3.bölüm

896 39 8
                                    

Sabah erken kalktım ve abimlerle kahvaltı hazırladım. Sırayla abimlerin hepsini tek tek uyandırdım ve hep beraber kahvaltı masasına oturdum ama oturmadan önce hepsinin yanaklarını öptüm. Tam kahvaltıya başlıyacağımız sırada kapının çalması ile birbirimize baktık. Baran abim kalktı ve kapıya bakmaya gitti. Kısa bir süre sonra ise kaşları çatık bir şekilde girdi ve Poyraz abime bir zarf uzattı.

" Sana gelmiş abi. "

Poyraz abim kaşlarını çattı ve kağıdı alarak açtı. Yazanları öfkeyle okudu ve burnundan soluyarak kağıdı buruşturup sinirle fırlattı. Hepimiz sessizce abime bakıyorduk. Abim hepimize baktı ve sakinleşmeye çalıştı.

" Karşı taraf dava açmışlar ve mahkeme kararı geldi. "

Yumruklarımı sıkmıştım ve diğerleri de öfkelenmişti.

" Ne yaptıklarını zannediyorlar bunlar! Miniğim zaten istemediğini söyledi ve hala neyi zorluyorlar. "

Toprak abim öfleyle demişti ve sessizce onları izliyordum.

" Abi gitmek istemiyorum. "

Poyraz abim yanıma geldi ve bana sıkıca sarıldı.

" Asla seni vermem ve zaten asla da vermeyeceğim. Bende dava açacağım ve onlara seni bizden alamayacaklarını gösterecem. Sana söz veriyorum seni kimse benden alamaz ve bende buna asla izin vermem. Poyraz Korhan'ın biricik kardeşini almak için önce beni geçmeleri gerekiyor ve o biraz sıkar ama. "

Son dediğine güldüm ve abimde güldü. Poyraz abimin beni onlara vermeyeceğini biliyorum ve abim bir söz verdiği zaman sözünün arkasında sonuna kadar duruyor. Kahvaltı sırasında Poyraz abim telefon açmak için yanımızdan ayrıldı ve kahvaltının geri kalanın ise konuşarak geçirdik.

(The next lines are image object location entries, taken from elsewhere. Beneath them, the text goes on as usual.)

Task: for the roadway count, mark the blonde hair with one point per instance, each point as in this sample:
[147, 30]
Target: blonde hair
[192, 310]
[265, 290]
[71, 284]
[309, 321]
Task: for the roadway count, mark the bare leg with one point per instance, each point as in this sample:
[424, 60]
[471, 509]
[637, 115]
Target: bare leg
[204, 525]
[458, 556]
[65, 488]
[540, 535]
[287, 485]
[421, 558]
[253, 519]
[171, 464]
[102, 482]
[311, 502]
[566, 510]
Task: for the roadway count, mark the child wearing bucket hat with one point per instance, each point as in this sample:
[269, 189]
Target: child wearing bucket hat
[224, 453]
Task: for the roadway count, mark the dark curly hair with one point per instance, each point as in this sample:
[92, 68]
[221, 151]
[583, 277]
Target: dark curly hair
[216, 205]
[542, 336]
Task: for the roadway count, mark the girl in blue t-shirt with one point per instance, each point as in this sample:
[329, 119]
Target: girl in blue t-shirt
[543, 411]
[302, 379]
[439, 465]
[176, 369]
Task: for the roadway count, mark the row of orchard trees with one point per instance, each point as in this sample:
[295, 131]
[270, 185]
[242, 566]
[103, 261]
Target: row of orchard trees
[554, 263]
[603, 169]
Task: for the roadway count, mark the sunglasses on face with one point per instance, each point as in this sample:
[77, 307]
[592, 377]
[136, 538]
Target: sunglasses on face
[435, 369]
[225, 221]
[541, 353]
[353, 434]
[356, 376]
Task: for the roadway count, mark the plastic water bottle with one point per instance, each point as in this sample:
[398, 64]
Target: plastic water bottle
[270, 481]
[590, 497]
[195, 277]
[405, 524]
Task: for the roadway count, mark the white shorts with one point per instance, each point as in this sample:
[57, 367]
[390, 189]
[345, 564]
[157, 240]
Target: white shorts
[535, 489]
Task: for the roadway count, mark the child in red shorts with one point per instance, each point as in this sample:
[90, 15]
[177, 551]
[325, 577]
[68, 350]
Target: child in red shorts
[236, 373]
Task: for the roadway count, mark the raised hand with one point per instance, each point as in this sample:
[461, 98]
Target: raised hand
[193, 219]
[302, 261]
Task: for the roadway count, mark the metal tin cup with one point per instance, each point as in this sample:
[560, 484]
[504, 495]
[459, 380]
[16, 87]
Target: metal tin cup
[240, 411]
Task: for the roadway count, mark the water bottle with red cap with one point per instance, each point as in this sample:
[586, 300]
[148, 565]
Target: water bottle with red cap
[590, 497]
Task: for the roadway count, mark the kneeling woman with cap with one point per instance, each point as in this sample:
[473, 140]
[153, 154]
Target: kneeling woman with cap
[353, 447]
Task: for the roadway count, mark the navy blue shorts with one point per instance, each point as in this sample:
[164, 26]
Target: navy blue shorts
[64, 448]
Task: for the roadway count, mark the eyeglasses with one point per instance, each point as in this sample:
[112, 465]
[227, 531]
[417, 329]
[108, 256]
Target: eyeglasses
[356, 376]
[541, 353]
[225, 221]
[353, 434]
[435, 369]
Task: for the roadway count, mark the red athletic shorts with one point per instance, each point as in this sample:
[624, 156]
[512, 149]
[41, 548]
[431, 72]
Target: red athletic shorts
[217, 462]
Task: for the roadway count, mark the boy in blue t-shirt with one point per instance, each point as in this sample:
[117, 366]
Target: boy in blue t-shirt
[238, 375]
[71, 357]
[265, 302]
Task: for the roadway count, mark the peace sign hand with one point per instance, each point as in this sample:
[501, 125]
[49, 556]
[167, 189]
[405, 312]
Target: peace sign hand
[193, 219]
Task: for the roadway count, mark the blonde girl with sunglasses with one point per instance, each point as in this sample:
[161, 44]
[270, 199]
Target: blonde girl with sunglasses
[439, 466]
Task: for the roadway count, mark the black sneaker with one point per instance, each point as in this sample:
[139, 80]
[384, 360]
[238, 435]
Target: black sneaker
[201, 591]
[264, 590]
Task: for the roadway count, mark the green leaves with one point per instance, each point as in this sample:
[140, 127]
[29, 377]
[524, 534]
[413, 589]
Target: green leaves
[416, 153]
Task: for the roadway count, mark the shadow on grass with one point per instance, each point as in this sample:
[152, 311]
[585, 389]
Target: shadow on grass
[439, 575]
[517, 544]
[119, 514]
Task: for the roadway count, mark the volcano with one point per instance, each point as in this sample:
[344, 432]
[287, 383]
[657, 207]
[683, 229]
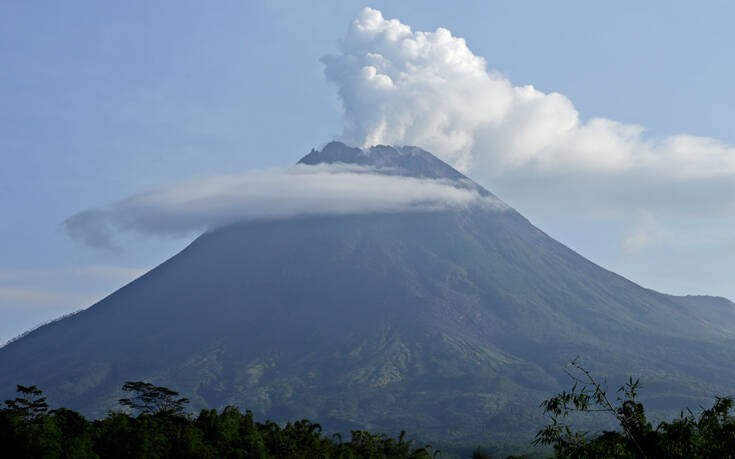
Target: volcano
[452, 324]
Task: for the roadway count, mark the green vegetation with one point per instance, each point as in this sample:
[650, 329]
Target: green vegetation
[711, 434]
[162, 430]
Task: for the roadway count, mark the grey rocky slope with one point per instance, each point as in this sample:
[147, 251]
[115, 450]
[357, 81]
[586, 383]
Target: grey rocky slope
[450, 324]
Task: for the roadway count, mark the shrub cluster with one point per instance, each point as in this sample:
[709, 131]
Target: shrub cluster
[161, 429]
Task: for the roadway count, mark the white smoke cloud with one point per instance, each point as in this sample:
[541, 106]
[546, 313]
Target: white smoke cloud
[405, 87]
[272, 194]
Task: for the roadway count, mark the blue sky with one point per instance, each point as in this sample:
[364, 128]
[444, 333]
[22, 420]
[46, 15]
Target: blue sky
[104, 100]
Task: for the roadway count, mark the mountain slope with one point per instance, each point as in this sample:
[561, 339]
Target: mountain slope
[451, 324]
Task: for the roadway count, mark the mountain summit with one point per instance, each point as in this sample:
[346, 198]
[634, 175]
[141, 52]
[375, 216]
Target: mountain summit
[451, 324]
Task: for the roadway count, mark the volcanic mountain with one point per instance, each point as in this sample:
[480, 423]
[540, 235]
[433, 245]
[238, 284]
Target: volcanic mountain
[449, 323]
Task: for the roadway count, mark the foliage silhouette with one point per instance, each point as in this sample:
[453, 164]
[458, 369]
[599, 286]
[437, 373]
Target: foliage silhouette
[711, 434]
[162, 430]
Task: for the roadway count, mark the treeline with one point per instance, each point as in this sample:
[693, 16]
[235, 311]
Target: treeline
[709, 434]
[155, 424]
[160, 428]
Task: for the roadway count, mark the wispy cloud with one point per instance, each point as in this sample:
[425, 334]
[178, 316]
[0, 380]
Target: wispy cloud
[271, 194]
[428, 89]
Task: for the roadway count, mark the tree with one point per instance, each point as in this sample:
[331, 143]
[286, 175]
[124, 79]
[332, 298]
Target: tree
[153, 400]
[709, 435]
[30, 405]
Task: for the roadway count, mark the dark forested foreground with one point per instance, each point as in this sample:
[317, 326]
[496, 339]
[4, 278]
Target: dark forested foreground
[161, 428]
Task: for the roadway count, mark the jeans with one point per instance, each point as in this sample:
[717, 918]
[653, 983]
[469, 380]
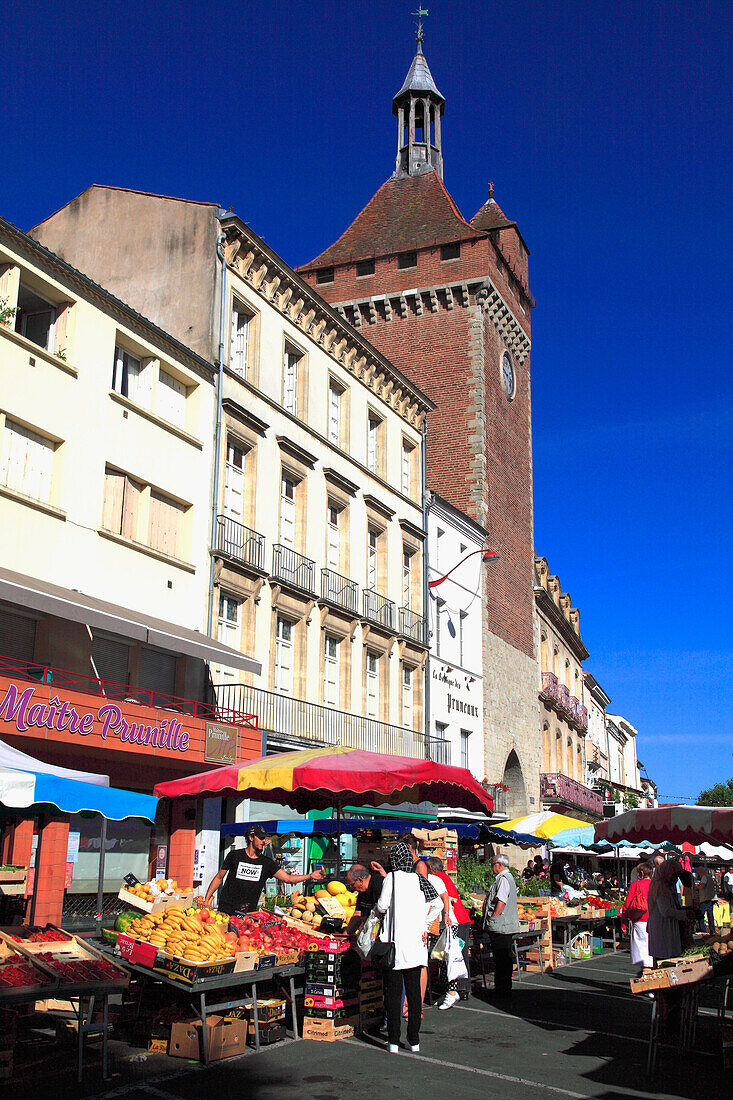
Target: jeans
[502, 948]
[707, 911]
[393, 980]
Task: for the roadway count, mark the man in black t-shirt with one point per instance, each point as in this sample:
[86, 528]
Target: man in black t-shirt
[247, 871]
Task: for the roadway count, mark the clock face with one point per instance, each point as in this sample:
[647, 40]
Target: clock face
[507, 376]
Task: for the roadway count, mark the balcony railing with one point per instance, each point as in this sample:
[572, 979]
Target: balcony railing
[550, 689]
[63, 680]
[379, 608]
[238, 541]
[293, 569]
[555, 787]
[413, 626]
[339, 590]
[297, 719]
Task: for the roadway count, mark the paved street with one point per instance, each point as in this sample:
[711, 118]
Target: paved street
[578, 1033]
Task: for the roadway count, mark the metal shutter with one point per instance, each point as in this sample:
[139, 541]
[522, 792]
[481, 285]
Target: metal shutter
[157, 672]
[17, 636]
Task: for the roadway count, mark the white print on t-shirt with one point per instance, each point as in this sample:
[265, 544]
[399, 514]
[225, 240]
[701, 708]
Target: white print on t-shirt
[251, 871]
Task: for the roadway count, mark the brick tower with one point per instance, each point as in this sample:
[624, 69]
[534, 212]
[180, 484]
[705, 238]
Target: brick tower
[448, 301]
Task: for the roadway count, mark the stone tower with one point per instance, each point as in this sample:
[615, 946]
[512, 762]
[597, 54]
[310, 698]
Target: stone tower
[448, 301]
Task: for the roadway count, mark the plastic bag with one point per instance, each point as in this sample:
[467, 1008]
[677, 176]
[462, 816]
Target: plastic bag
[368, 933]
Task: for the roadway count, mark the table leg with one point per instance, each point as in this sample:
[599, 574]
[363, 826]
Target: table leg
[205, 1033]
[256, 1016]
[293, 1010]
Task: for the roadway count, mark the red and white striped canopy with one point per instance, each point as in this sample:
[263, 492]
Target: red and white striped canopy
[677, 824]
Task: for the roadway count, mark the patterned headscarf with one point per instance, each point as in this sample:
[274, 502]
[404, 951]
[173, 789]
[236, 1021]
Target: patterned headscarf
[401, 859]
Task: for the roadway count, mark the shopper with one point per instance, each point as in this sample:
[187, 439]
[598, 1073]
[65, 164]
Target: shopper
[501, 920]
[635, 910]
[409, 905]
[665, 912]
[245, 871]
[706, 898]
[460, 922]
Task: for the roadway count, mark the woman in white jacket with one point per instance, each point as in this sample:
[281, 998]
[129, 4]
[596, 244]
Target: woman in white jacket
[412, 901]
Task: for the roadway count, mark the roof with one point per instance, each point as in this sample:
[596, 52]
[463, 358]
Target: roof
[405, 213]
[418, 79]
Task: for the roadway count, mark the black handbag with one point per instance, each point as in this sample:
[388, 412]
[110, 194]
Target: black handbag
[383, 954]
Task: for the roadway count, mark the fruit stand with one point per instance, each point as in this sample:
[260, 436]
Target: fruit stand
[36, 963]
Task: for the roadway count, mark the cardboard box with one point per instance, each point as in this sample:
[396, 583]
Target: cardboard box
[226, 1038]
[329, 1031]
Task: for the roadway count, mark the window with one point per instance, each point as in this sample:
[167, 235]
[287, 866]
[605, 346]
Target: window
[372, 684]
[284, 656]
[165, 525]
[121, 504]
[406, 579]
[291, 381]
[287, 512]
[240, 340]
[335, 396]
[332, 540]
[26, 461]
[407, 717]
[330, 670]
[35, 318]
[234, 482]
[132, 377]
[451, 251]
[171, 399]
[461, 638]
[407, 450]
[372, 558]
[373, 440]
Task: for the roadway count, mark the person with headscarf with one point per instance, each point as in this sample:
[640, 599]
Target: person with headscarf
[665, 912]
[409, 904]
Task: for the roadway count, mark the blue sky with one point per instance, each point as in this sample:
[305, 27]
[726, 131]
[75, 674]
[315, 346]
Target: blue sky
[604, 130]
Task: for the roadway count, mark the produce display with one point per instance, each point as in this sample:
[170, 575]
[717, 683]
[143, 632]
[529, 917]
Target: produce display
[15, 970]
[78, 970]
[196, 936]
[156, 888]
[310, 911]
[47, 934]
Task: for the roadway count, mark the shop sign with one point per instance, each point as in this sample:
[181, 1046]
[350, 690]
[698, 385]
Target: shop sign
[22, 710]
[220, 744]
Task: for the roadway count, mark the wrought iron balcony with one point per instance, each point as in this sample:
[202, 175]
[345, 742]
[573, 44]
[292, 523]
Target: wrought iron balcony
[313, 724]
[550, 689]
[239, 542]
[293, 569]
[413, 626]
[339, 590]
[556, 788]
[379, 609]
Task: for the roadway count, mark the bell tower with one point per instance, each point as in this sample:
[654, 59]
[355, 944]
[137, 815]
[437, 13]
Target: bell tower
[418, 107]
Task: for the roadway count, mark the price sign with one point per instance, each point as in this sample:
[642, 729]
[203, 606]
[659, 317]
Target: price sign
[135, 952]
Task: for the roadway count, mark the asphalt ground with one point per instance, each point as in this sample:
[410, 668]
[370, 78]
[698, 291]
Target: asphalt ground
[578, 1032]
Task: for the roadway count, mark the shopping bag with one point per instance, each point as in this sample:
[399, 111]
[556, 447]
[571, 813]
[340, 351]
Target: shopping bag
[455, 964]
[368, 933]
[440, 947]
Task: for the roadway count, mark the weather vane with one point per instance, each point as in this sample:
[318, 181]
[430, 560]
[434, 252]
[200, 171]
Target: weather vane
[420, 11]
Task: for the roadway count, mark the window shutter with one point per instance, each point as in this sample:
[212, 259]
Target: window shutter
[17, 636]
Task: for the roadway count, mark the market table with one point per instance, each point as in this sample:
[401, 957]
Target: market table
[218, 986]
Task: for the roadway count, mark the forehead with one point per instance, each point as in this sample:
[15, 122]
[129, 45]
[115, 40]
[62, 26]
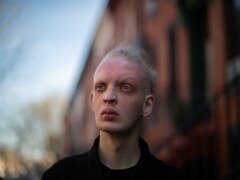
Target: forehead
[117, 66]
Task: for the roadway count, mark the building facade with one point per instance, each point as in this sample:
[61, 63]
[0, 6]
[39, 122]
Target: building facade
[194, 45]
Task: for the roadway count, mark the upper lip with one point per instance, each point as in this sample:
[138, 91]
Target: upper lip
[109, 112]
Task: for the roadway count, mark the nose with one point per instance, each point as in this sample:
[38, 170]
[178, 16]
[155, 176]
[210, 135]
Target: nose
[110, 96]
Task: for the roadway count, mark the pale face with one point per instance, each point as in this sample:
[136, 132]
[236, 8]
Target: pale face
[118, 98]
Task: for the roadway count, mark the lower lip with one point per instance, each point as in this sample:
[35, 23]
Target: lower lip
[109, 116]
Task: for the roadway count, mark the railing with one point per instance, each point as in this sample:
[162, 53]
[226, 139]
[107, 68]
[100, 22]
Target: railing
[208, 163]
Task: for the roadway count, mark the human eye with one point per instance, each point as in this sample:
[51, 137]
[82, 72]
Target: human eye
[100, 87]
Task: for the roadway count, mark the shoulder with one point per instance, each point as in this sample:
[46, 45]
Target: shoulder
[163, 169]
[68, 166]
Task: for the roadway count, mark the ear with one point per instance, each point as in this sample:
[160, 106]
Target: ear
[92, 105]
[148, 105]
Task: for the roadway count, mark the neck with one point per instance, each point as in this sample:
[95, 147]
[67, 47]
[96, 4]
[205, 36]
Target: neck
[117, 152]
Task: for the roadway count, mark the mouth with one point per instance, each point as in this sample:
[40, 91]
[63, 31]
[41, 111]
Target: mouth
[109, 112]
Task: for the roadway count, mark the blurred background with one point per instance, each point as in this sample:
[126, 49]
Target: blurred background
[49, 50]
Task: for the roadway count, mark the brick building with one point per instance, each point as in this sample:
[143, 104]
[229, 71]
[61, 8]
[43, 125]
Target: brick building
[195, 47]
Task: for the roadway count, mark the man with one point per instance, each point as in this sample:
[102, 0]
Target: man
[122, 97]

Sessizce banka oturdum ve Eren ile Uraz yanıma oturdular. Hepimizden ses çıkmıyordu ve hepimiz fazlası ile üzgündük. Mahkeme beni hafta içleri Kılıç ailesine ve hafta sonlarıyla aileme vermişti ama ben hafta içleride ailemle olacağım için sıkıntı etmedim.

" Hafta içleri de sık sık görüşeceğiz ve birlikte olacağız. "

Eren bana sıkıca sarıldı ve Uraz'da sıkıca sarıldı. Ağlamamak için kendileri zor tuttuklarını biliyordum ve bende kendimi ağlamamak için zor tutuyordum.

" Abiciğim. "

Toprak abimin sesi ile ikizimle kardeşim benden ayrıldı ve abime sıkıca sarıldım.

" Her ne olursa olsun sen benim bir tanecik kız kardeşimsin ve bu asla değişmeyecek. Hem hafta içleri sürekli görüşeceğiz ve bu kadar ağlamak yeter. Ağlayınca sümüklerin her tarafımıza bulaşıyor ve çok çirkin oluyorsun. "

Abimin son dediği ile güldüm ve Ateş abim beni kendine çekti.

" Telefonların hep açık olacak ve bakmazsan eğer bizi kapının önünde bulursun güzelim. "

" Söz abiciğim. "

" Üstünü mutlaka sıkıca ötüyorsun ve çok çabuk hastalanıyorsun. Asla penceyi açmıyorsun ve dışarıda fazla durmuyorsun. "

Baran abimin konuşması ile başımı salladım ve üçünün de yanaklarını öptüm.

Poyraz abim gelmişti ve hepimize ona baktık.

" Seni üzerler veya ağlatırlarsa hemen beni arıyorsun ve seni saniyesinde oradan alıyorum. Söz ver. "

" Söz veriyorum abi. "

Hepimiz sıkıca birbirimize sarıldık ve daha sonra ise eşyalarımı almak için eve geldik. Kapıda Selim Aral Kerim Cenk Emre'yi görmem ile birbirimize sıkıca sarılmamız bir oldu.